Even so, the Athlon 64 FX and the P4 EE share a common heritage: they are plucked from the top end of each manufacturer’s professional workstation/server lineup of chips. Specifically, the Athlon 64 FX-51 is a 940-pin chip nearly identical to an Opteron, with the exception that it runs at 2.2GHz. Before today, the fastest Opteron ran at 2.0GHz. No more. The Opteron 148 chip arrives at 2.2GHz as the workstation equivalent of the Athlon 64 FX. The 248 and 848 models, meanwhile, raise the prospect of servers and workstations with multiple processorschips just like the Athlon 64 FXrunning in tandem.
Now, grab your drool rag and ride along as we put the Opteron 148 and 248 CPUs through their paces to see how they measure up as workstation processors.
Introductions and preliminaries
The Opteron 148 is intended for single-processor workstation PCs, while the 248 model can run in pairs. Otherwise, these things are the same basic product: Opterons running at 2.2GHz. They’re based on AMD’s eight-generation Hammer microarchitecture, with extensions to support 64-bit computing and all the rest. Since the Opteron x48 series is just a speed bump, I won’t belabor the point. You can read our introduction to the Hammer architecture here.
I should note a few things, however, before we dive into the test results. First, it really is the case that the Opteron 148 and the Athlon 64 FX-51 are the essentially same product with different names. They both run at 2.2GHz; both nestle into 940-pin sockets; both support dual channels of DDR400 memory. They are, I suppose, aimed at slightly different markets, but both products compete with the Pentium 4, which straddles the high-end desktop and low-end workstation segments. So I dunno. To make things simpler, I’ve included only one set of benchmarks for the Athlon 64 FX-51 and Opteron 148 chips. You can read the results together, because they perform the same.
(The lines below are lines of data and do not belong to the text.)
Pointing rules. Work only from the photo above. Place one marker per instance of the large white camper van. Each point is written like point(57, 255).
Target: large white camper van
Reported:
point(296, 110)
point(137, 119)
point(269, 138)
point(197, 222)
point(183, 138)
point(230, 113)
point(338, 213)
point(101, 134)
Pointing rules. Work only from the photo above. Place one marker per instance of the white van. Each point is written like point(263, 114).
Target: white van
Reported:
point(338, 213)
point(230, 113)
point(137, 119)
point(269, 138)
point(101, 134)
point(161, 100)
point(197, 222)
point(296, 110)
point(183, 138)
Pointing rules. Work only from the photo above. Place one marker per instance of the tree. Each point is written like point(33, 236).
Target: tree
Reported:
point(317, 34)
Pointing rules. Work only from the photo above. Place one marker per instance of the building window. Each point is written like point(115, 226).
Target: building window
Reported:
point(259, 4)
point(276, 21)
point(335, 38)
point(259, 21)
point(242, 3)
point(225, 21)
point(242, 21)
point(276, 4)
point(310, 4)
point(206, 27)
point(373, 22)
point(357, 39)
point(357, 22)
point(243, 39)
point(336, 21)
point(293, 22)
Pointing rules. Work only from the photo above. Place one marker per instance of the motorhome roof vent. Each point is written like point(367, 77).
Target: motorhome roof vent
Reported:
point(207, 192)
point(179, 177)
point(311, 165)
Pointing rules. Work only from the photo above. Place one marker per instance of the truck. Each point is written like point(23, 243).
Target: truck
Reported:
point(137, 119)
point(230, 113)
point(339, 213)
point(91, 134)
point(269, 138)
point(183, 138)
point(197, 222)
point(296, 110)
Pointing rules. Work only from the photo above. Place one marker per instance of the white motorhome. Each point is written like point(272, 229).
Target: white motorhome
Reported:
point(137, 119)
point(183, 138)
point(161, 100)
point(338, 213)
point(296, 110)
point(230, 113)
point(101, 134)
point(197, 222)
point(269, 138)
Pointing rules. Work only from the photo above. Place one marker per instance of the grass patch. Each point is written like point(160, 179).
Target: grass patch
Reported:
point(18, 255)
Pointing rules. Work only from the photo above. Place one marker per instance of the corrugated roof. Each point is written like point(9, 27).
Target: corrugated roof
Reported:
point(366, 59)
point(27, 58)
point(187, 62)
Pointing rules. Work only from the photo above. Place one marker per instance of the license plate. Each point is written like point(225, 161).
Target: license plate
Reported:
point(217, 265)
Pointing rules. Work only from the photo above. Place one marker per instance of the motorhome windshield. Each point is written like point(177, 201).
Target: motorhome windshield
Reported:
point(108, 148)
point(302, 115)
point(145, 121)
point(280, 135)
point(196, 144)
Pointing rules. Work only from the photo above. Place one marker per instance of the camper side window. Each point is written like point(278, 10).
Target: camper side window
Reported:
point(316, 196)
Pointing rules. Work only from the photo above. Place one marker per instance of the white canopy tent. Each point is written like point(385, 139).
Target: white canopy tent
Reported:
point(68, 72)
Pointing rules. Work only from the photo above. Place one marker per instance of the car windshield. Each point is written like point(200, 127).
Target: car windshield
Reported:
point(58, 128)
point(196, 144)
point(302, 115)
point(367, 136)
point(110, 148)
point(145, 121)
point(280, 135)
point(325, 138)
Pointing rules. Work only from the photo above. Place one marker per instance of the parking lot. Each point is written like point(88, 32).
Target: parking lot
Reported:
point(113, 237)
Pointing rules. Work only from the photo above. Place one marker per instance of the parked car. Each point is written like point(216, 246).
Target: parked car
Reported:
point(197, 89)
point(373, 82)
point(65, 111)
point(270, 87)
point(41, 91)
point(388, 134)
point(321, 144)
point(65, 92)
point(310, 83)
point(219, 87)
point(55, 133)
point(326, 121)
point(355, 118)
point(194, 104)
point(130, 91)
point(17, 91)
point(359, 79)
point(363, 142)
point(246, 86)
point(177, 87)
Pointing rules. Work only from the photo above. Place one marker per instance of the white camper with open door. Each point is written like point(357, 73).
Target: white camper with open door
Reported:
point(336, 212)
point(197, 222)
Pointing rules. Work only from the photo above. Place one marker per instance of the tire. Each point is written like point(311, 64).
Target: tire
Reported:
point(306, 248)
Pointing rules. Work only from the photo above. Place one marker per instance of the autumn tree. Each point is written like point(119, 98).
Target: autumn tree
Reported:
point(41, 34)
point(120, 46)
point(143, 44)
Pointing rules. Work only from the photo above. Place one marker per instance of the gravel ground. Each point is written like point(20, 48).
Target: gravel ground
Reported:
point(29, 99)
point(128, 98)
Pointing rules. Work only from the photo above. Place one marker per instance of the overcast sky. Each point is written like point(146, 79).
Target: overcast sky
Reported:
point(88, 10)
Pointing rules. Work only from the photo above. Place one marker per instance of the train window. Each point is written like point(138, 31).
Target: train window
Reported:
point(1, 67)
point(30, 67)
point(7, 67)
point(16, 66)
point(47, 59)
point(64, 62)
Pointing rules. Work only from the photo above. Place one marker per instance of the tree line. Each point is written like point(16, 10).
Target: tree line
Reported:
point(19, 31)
Next, the Opteron 146, 148, 246, and 248 chips in our test results all come from systems with DDR400 memory, while the Opteron 140 and 240 setups use DDR333 memory. AMD has been a little fuzzy on DDR400 support in the Opteron line, but the company has now decided to endorse DDR400 officially for the x46 models and above. Of course, Opterons still require registered DIMMs, whatever the speed.
AMD’s test kit for the Opteron 148/248 included an MSI 9130 motherboard, a very decent motherboard that we’ve used in the past for some of our testing. The 9130 is based on VIA’s K8T800 chipset, which has proven faster than NVIDIA’s nForce3 Pro for most tasks. However, the MSI 9130 has one glaring weakness: it doesn’t have DIMM slots hanging off its second CPU socket, so the second processor’s built-in memory controller doesn’t have access to any local memory. As a result, CPU 1 will always have to go through CPU 0 in order to access memory, and half of our dual Opteron’s potential memory bandwidth can’t be realized. The MSI 9130 isn’t unique in this regard; at present, most dual Opteron workstation boards use this sort of memory configuration.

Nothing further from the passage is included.